Civilian Casualties Doesn't Mean Us

"Would you not go to war," he asked, "simply because war inevitably produces civilian causalities?" He was an American, for whom civilian causalities always means poor people, in some far off land, never Americans, in places like Biloxi or Rhode Island. War for him was an abstraction, and more than that, a foreign abstraction, not blood, not viscera strewn across a kitchen floor, not kids screaming in terror, not the charred remains of children littering a street, not brains blown out.

All of these horrors he knew happened in war, but he preferred not to think about them, and he didn't really have to think about them, because the wars his government was so ready to inflict upon others and that he was so ready to support as his patriotic duty were not wars that would leave his 10 year old son a paraplegic, would not leave his aged mother crushed under the beam of a bombed out building, and would not leave him whimpering in terror, huddled in some dank corner of his basement, in the dark, as bombs exploded outside, the noise deafening. Those fates would be visited upon other people, not him, not his neighbors, not his friends, not his family. He could afford to be cavalier about civilian casualties.

What's more, the media -- that active reconstruction of the world, molded to suit the purposes of those who control it -- would never let the reality of what his government was doing overseas intrude on his enjoyment of Survivor, or a trip to the mall, or the certainty that his country was engaged in a moral mission of liberation, or was it a struggle against terrorism, or a battle to restore the legitimacy of the UN? The names for his country's acts of aggression seemed to change every day.

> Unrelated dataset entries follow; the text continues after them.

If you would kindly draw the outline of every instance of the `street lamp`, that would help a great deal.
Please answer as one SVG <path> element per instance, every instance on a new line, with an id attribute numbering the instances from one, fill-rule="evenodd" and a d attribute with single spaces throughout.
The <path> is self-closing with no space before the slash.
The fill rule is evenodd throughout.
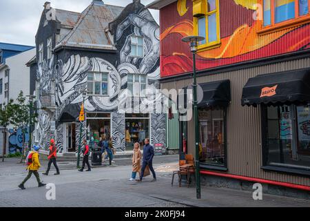
<path id="1" fill-rule="evenodd" d="M 190 43 L 191 52 L 193 54 L 193 74 L 194 74 L 194 120 L 195 122 L 195 166 L 196 166 L 196 189 L 197 199 L 200 199 L 200 174 L 199 166 L 199 145 L 198 145 L 198 119 L 197 106 L 197 82 L 196 80 L 196 52 L 197 52 L 198 44 L 205 40 L 205 37 L 200 36 L 188 36 L 182 39 L 182 41 Z"/>
<path id="2" fill-rule="evenodd" d="M 32 123 L 32 105 L 33 105 L 33 100 L 34 98 L 36 98 L 36 96 L 30 95 L 27 95 L 27 97 L 29 99 L 29 144 L 28 144 L 28 150 L 31 150 L 31 126 Z"/>
<path id="3" fill-rule="evenodd" d="M 87 89 L 84 89 L 82 90 L 82 96 L 83 96 L 83 107 L 84 108 L 84 103 L 85 103 L 85 99 L 86 99 L 87 96 Z M 85 110 L 85 108 L 84 108 Z M 85 116 L 85 110 L 84 110 L 84 116 Z M 85 120 L 85 119 L 84 119 Z M 77 164 L 76 164 L 76 167 L 79 168 L 80 167 L 80 154 L 81 154 L 81 147 L 82 145 L 82 133 L 83 133 L 83 121 L 80 121 L 80 142 L 79 142 L 79 151 L 78 151 L 78 160 L 77 160 Z"/>

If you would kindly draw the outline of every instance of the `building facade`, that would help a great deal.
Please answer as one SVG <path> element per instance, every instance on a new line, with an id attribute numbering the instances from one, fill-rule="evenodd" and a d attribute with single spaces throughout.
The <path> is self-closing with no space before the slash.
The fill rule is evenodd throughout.
<path id="1" fill-rule="evenodd" d="M 196 53 L 203 177 L 310 190 L 309 6 L 307 0 L 147 6 L 160 10 L 163 88 L 192 84 L 193 57 L 182 38 L 205 38 Z M 180 151 L 194 155 L 194 122 L 180 124 L 187 146 Z"/>
<path id="2" fill-rule="evenodd" d="M 143 105 L 144 90 L 159 88 L 159 26 L 140 1 L 125 8 L 93 1 L 81 13 L 47 2 L 36 44 L 36 142 L 47 148 L 54 137 L 60 153 L 75 153 L 80 137 L 112 137 L 118 151 L 146 137 L 165 146 L 166 115 Z"/>

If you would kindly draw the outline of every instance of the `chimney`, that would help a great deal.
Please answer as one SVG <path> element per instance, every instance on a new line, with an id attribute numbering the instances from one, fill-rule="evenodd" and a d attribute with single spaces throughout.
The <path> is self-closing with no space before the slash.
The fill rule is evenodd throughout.
<path id="1" fill-rule="evenodd" d="M 50 10 L 50 2 L 46 1 L 43 6 L 45 9 Z"/>

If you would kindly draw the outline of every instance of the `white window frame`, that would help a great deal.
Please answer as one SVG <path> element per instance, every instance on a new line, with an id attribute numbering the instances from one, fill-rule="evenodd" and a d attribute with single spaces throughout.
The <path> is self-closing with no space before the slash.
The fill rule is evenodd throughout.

He would never have to see the bits of crushed bone, the smashed skulls, the entrails oozing from bellies. We don't need to see that, say Washington's grandees and America's network executives. All we need to see, all we need to remember, are 3,000 killed on Sept. 11; think about Saddam's weapons of mass destruction (oh yes, he has them, because we say he does); think about his resolve to harm Americans (oh yes, he intends to harm Americans, because he hates our freedom and democracy and because he's evil.) "All you have to do is tell them they are being attacked... It works the same way in any country."

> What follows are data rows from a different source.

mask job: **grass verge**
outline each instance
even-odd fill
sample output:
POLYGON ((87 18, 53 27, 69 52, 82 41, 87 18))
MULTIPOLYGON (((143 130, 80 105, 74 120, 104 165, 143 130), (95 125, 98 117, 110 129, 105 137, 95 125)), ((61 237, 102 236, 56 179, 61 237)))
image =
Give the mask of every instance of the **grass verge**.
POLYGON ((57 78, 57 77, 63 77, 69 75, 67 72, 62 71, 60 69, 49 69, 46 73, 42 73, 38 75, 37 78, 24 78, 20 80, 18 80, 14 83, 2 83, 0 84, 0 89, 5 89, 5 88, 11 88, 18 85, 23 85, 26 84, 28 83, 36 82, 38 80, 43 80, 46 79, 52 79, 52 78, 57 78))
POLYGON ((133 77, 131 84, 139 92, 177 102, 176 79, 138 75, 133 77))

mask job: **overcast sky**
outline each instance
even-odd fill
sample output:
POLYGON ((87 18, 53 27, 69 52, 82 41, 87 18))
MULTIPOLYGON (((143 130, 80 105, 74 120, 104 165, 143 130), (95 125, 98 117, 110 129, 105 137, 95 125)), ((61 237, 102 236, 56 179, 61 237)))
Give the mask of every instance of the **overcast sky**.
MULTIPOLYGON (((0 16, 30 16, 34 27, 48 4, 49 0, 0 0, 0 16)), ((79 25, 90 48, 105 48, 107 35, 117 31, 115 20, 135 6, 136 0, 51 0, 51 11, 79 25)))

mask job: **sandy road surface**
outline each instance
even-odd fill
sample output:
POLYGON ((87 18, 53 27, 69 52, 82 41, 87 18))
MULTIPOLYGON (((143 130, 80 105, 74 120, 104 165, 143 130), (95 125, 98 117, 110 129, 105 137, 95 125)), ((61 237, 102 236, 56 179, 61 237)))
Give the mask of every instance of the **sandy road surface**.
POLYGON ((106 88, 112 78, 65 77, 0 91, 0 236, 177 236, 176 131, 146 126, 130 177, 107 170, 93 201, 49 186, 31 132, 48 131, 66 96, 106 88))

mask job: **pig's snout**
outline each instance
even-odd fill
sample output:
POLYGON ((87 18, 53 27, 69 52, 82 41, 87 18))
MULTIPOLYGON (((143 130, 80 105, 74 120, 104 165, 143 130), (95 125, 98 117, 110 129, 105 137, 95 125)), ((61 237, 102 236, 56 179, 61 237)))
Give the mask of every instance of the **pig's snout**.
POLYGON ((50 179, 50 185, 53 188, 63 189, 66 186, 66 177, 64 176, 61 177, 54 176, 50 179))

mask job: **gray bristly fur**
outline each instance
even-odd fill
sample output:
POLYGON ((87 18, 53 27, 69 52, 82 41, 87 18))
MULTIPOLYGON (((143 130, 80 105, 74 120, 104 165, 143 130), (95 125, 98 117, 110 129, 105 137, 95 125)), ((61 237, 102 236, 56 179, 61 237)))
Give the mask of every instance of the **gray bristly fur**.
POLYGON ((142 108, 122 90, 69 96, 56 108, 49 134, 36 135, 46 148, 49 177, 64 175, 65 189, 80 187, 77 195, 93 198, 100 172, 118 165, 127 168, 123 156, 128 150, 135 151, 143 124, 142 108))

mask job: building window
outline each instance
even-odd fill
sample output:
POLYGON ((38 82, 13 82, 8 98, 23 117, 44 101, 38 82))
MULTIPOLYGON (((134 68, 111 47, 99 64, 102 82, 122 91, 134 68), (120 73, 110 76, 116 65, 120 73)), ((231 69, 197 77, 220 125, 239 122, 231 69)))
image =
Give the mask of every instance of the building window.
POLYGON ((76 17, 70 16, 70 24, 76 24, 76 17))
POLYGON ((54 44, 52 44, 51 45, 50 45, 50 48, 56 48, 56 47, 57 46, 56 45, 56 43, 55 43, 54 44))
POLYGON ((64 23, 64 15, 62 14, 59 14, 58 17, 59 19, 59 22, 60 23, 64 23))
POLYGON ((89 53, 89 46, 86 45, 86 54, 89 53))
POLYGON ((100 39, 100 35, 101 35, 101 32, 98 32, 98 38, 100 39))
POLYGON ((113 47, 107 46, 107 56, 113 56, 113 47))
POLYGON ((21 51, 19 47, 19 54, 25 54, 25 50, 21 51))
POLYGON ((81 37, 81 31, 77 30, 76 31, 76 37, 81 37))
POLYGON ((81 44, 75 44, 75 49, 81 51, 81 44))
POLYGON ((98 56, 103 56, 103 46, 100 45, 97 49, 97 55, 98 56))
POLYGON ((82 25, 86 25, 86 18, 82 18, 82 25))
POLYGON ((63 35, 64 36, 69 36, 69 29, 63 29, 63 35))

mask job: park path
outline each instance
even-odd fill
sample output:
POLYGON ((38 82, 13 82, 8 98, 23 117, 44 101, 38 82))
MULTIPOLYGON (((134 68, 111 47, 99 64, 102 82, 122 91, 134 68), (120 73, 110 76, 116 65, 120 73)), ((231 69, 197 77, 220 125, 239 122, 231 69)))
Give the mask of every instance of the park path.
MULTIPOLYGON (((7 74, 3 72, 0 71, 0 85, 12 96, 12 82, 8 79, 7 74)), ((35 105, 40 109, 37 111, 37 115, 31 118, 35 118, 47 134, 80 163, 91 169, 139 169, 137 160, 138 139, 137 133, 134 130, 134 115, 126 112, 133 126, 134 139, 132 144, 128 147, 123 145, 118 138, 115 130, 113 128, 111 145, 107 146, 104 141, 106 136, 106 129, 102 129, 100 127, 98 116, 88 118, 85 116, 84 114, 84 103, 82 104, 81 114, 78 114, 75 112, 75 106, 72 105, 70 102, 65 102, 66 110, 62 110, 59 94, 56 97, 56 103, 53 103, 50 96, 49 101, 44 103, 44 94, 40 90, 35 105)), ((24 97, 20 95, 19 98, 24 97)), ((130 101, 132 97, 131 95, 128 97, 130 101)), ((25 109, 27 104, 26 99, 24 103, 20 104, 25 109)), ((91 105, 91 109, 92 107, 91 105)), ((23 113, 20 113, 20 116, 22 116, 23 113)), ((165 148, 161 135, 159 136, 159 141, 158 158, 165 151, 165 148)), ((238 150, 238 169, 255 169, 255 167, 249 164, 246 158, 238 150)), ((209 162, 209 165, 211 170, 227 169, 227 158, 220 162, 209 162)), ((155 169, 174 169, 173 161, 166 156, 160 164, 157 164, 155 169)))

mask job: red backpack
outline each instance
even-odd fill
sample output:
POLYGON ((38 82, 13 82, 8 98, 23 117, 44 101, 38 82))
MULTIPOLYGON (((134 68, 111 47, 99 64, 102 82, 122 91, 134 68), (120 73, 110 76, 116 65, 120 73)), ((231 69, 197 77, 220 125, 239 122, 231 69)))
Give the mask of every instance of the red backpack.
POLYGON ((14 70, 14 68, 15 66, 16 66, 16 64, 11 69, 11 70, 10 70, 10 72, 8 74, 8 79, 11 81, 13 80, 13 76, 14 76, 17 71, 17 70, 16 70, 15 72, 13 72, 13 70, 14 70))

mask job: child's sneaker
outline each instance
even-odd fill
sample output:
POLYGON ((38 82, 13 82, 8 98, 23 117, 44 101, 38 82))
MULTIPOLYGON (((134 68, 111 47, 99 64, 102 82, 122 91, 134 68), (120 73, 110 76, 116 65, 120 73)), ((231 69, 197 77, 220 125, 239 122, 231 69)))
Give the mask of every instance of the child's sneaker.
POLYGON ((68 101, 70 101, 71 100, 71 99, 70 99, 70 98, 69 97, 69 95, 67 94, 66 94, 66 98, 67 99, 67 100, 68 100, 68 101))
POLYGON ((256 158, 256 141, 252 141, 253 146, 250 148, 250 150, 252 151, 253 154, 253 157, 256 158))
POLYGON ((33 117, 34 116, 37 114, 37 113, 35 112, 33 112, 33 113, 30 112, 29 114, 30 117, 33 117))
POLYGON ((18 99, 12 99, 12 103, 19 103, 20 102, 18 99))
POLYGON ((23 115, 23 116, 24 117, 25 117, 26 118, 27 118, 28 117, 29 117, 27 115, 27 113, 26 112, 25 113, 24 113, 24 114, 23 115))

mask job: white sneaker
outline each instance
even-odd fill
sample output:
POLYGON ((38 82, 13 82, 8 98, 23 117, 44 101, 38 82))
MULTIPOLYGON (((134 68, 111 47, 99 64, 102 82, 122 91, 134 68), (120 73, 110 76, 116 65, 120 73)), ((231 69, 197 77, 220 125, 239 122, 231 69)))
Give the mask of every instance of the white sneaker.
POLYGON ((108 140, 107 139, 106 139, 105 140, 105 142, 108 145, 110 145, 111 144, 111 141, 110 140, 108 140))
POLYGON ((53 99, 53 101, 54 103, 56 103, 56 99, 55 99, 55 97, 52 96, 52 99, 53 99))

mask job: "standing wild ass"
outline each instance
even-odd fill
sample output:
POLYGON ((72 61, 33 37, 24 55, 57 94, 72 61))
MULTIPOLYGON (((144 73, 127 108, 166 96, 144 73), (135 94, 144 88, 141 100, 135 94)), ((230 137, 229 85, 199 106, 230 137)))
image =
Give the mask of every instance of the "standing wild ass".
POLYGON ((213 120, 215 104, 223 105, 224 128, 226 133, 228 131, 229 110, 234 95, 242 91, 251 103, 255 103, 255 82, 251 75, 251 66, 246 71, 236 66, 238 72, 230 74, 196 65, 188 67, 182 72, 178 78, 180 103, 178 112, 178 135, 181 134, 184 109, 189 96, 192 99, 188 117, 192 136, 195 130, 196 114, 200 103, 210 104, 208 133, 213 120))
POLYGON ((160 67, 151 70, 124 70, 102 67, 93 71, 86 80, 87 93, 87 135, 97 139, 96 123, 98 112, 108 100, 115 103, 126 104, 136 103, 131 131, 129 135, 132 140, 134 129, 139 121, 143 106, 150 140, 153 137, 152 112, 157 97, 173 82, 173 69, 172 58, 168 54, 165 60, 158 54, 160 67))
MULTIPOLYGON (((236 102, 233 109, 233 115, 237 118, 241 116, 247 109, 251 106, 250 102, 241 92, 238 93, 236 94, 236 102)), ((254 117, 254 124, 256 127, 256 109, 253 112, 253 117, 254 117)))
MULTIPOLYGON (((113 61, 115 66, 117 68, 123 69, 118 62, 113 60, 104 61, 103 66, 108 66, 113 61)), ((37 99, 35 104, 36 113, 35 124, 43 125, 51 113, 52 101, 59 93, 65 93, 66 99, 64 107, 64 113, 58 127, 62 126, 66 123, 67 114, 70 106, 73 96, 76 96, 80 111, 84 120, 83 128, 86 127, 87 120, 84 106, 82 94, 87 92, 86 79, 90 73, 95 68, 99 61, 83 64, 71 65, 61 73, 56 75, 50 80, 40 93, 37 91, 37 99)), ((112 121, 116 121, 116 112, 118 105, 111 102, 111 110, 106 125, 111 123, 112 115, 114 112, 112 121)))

There is another quote, though not from Goering.

"Why, of course, people think of themselves as Germans or Christians, Jews or Americans, and believe the group they belong to is better or more moral or more worthy than other groups. And that serves well the purposes of those who plan wars and lead conquests.

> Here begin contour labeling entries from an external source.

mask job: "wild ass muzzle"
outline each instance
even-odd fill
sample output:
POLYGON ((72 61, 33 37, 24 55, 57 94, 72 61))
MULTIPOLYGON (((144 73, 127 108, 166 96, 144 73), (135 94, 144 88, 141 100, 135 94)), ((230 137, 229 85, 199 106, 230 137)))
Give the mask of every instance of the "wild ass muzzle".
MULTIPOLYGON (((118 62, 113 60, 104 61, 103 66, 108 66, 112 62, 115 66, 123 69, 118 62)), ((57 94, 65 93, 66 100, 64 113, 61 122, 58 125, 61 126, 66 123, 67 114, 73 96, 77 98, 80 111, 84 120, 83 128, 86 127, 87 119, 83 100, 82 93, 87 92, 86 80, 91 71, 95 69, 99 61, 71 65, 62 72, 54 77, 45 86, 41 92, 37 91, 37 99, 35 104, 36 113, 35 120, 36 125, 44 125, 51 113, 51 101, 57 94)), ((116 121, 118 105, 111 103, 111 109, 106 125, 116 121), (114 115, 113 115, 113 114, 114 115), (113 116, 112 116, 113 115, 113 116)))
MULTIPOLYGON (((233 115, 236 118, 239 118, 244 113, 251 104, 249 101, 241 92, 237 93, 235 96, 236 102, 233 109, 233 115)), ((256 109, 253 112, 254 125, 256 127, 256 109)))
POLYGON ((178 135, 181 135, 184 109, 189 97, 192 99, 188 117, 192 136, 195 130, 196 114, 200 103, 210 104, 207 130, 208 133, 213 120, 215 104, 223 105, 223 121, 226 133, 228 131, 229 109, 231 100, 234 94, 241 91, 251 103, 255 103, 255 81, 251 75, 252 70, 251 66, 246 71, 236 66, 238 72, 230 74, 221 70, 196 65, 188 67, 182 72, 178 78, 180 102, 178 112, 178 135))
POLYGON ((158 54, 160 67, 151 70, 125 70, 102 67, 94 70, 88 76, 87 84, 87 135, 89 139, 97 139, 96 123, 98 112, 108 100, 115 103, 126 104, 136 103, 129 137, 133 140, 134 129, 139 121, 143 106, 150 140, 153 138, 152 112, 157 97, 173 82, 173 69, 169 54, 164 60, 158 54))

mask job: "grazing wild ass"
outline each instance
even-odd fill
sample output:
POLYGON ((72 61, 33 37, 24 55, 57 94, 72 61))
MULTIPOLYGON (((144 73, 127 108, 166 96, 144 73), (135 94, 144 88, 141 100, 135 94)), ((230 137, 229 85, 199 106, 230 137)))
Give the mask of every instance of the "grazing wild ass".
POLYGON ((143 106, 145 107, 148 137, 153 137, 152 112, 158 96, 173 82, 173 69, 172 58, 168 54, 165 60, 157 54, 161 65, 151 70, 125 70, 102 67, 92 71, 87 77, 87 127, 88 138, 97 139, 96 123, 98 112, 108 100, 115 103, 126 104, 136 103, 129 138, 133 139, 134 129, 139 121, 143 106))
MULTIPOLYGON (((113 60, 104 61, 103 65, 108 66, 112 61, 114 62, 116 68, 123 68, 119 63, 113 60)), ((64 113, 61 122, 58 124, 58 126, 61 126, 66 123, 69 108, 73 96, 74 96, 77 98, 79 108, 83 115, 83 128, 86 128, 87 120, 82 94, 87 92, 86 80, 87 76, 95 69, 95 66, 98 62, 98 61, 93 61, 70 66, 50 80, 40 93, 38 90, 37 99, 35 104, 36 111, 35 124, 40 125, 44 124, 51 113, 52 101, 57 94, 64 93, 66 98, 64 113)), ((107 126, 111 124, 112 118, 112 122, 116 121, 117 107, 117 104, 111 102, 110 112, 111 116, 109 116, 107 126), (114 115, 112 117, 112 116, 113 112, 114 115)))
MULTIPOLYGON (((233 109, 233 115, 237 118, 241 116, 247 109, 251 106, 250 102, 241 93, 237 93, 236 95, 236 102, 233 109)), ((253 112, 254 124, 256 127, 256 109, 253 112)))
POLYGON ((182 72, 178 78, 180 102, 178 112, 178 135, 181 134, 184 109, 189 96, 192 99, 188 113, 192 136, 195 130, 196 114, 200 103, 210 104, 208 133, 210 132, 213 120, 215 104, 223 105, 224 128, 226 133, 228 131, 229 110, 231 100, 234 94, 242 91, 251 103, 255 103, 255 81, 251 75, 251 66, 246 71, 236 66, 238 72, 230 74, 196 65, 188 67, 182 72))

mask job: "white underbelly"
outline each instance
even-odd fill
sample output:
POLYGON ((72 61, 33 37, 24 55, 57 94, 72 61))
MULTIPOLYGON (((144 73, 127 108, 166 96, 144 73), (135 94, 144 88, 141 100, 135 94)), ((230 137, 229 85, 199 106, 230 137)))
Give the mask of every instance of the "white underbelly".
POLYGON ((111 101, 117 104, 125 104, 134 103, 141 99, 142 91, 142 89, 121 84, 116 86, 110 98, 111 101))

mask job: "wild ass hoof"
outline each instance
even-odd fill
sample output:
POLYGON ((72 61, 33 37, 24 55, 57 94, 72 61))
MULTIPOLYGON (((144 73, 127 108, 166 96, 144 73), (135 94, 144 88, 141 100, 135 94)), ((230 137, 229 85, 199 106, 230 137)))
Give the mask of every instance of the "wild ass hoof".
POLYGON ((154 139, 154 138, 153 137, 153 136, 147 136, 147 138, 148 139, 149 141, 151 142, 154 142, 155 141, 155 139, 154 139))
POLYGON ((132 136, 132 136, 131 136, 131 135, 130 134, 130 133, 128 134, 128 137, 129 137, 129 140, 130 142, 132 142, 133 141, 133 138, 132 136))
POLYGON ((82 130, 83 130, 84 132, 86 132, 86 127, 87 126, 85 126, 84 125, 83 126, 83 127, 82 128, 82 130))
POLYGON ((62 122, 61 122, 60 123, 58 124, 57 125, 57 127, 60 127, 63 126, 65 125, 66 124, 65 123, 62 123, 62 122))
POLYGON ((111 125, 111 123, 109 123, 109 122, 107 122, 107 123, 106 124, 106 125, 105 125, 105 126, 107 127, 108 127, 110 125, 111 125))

It's equally true that people feel the suffering of those who belong to their own group most acutely. Not out of racism entirely, though there's some of that. But there's another reason, too. It's that they're sheltered from the suffering of others, by design, for in seeing the grief and pain of other people one sees what makes them like us. Americans won't see the immense suffering their government will inflict on others, as they haven't seen the immense suffering it has already inflicted. That's bad politics, and it's bad for war, it's bad for oil, it's bad for profits."

There's nothing that makes Americans struggle with their support for their government's wars of conquest more than seeing what those wars do to other people, who, for all their differences in religion and language and culture, are just like them. They too grieve the deaths of loved ones, even if you don't see it.